The Other Lee v. Silveira Is a SLAPP

Lee v. Silveira, No. D068835 (D4d1, Dec. 8, 2016)

When I first skimmed the opinion in this case, I thought it was another bad opinion along the lines of Nunez, applying the anti-SLAPP statute to a declaratory relief case just because the evidence of a live legal controversy existed consisted of protected speech. But I was mistaken.

The case is a dispute with an HOA–a somewhat fertile ground for anti-SLAPP issues. Plaintiffs wanted a declaration that the HOA wasn’t allowed to do certain things under its organizing documents. If they had sued the HOA for that relief, there should be no question that the anti-SLAPP statute is not implicated. 

But instead of suing the HOA, Plaintiffs—three members of the HOA board—sued the other six board members in their individual capacities, attacking votes in favor of projects that allegedly were contrary to the HOA charter. That changes things materially, based on two points. 

First, the legislative scheme that governs HOAs is similar to open meetings law, and the case law generally analogizes HOAs to local governments in several respects. So if a statement made before a city council would be subject to protection under § 425.16(e)(1) or (2) as a statement in or in connection with a government proceeding, if made to an HOA, the same statement is generally protected under § 425.16(e)(3) as a public forum statement, so long as it is of interest to enough people to count as a public issue.

And second, lately the law has treated individual legislators’ acts of voting as “written or oral statement or writings” covered by the anti-SLAPP law. The Supreme Court recently came down that way in the Vasquez case.
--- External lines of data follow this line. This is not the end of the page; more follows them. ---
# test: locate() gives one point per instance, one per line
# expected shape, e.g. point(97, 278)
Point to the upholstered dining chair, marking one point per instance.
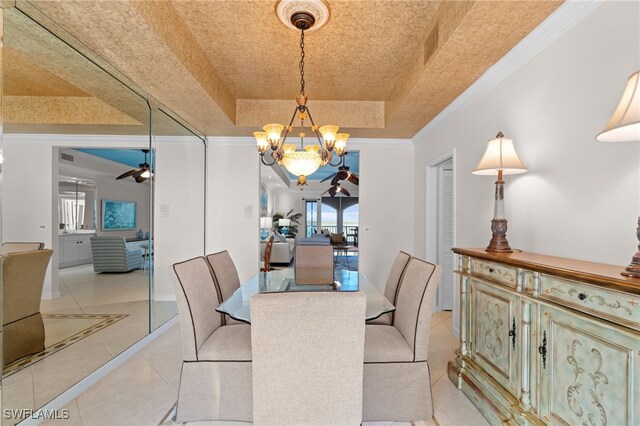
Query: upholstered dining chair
point(15, 247)
point(391, 287)
point(23, 278)
point(307, 358)
point(266, 260)
point(215, 381)
point(225, 278)
point(397, 386)
point(314, 264)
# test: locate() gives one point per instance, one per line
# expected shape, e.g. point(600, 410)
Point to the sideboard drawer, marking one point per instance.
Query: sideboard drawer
point(623, 308)
point(497, 272)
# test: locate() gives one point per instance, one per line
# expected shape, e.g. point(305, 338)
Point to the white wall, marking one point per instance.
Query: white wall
point(179, 204)
point(580, 197)
point(233, 185)
point(386, 204)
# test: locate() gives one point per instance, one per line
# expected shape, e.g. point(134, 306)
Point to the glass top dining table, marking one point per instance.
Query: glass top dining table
point(237, 306)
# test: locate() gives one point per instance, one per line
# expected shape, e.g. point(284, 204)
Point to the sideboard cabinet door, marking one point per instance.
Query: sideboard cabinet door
point(494, 320)
point(589, 371)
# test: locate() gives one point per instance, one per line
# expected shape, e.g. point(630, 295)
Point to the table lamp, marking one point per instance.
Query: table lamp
point(265, 223)
point(624, 126)
point(499, 159)
point(285, 223)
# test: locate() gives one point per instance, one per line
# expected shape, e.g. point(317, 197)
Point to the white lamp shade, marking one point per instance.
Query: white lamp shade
point(500, 155)
point(624, 125)
point(302, 163)
point(266, 222)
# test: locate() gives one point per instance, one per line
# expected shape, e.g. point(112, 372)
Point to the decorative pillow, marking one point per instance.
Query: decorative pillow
point(337, 238)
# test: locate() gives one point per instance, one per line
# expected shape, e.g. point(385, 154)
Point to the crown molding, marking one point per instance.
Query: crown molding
point(563, 19)
point(70, 140)
point(231, 140)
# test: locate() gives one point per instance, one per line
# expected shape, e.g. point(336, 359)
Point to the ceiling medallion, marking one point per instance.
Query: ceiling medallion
point(306, 160)
point(295, 13)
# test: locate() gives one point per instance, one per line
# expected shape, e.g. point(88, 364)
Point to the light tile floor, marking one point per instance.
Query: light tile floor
point(83, 291)
point(143, 390)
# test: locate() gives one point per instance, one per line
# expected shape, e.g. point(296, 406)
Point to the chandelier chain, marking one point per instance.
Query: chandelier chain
point(301, 65)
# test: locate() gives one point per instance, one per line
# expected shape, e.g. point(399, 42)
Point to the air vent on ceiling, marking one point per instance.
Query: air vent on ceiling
point(431, 43)
point(66, 157)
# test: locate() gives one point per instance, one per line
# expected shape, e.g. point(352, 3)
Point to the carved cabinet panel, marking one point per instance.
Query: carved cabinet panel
point(494, 324)
point(590, 371)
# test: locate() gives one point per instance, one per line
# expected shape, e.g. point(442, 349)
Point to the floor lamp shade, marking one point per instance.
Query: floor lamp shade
point(624, 125)
point(499, 158)
point(500, 155)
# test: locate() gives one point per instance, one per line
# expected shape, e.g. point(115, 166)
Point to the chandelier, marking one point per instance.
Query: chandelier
point(304, 160)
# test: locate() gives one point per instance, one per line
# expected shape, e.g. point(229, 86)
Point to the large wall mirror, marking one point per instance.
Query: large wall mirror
point(109, 189)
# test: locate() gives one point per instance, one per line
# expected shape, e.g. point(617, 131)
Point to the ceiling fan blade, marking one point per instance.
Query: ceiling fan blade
point(341, 175)
point(327, 178)
point(127, 174)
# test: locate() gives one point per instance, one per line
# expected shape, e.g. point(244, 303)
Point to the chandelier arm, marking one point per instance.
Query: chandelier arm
point(265, 163)
point(339, 163)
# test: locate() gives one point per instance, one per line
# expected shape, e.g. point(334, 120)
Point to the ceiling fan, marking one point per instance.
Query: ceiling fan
point(140, 174)
point(335, 189)
point(343, 173)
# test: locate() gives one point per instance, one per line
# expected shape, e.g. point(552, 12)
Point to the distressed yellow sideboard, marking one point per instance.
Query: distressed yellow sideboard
point(547, 340)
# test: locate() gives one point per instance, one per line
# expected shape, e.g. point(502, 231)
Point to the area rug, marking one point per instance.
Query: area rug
point(93, 324)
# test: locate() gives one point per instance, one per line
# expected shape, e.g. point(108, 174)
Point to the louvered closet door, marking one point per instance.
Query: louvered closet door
point(445, 239)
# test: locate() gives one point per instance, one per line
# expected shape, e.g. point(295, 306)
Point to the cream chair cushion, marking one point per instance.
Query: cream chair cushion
point(391, 288)
point(385, 344)
point(215, 380)
point(307, 358)
point(23, 279)
point(227, 344)
point(397, 388)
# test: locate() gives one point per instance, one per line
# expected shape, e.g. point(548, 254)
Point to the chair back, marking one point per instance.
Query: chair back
point(395, 275)
point(23, 279)
point(16, 247)
point(414, 305)
point(307, 358)
point(225, 274)
point(197, 299)
point(314, 264)
point(267, 255)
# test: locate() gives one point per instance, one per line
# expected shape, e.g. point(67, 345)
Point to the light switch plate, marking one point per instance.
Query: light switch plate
point(165, 210)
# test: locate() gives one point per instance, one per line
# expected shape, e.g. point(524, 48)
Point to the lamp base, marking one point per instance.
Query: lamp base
point(633, 270)
point(499, 243)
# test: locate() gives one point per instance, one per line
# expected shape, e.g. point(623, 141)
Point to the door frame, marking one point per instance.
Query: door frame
point(431, 221)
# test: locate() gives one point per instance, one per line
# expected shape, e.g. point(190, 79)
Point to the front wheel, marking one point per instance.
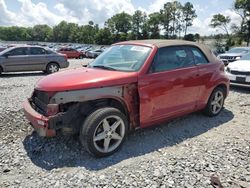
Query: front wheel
point(52, 68)
point(104, 131)
point(215, 103)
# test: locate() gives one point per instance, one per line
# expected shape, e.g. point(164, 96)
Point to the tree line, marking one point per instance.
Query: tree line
point(239, 33)
point(170, 22)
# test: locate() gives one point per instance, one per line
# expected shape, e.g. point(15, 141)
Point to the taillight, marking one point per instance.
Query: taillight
point(52, 109)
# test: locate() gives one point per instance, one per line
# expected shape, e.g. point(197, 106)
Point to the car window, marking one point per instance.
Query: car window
point(170, 58)
point(199, 57)
point(246, 57)
point(18, 51)
point(37, 51)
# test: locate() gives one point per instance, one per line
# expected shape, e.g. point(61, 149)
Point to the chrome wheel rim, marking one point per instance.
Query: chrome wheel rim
point(53, 68)
point(109, 134)
point(217, 102)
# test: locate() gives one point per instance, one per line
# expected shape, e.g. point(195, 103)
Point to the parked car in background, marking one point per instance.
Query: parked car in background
point(31, 58)
point(239, 71)
point(233, 54)
point(94, 53)
point(134, 84)
point(2, 49)
point(71, 53)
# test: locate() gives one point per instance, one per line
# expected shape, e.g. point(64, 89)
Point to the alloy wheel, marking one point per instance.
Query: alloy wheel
point(109, 134)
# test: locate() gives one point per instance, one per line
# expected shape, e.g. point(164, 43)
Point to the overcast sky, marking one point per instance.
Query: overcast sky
point(51, 12)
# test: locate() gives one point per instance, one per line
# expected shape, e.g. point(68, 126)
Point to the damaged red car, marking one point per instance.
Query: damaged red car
point(134, 84)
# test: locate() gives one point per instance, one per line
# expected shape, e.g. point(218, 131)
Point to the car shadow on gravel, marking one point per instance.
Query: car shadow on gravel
point(62, 151)
point(26, 74)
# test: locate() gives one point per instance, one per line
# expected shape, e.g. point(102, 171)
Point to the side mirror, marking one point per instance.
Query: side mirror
point(6, 55)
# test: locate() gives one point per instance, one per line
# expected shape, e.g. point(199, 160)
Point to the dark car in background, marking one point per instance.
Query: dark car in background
point(71, 53)
point(31, 58)
point(94, 53)
point(233, 54)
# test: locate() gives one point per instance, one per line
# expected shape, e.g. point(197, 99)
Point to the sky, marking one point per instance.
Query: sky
point(31, 12)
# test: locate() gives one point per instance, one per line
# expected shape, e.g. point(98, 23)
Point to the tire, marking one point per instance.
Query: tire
point(215, 103)
point(52, 68)
point(103, 131)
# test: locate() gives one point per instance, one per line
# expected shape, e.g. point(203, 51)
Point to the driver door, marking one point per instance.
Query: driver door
point(16, 60)
point(171, 87)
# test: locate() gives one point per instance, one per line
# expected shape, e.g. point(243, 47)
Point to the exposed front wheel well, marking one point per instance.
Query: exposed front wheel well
point(224, 88)
point(76, 112)
point(53, 62)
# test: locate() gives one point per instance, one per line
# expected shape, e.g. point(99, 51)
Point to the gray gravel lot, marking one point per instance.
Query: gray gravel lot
point(185, 152)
So if we’re going to analogize speaking to an HOA to speaking to a city counsel, it probably makes sense to apply the same analogy to voting. 

The court here basically lands on these points, relying on Vasquez and making the (e)(1)/(2) public vs. (e)(3) private analogy in a footnote.


Weirdly, there was another case with the same name decided by the Fifth District back in June. But there doesnt seem to be any relation.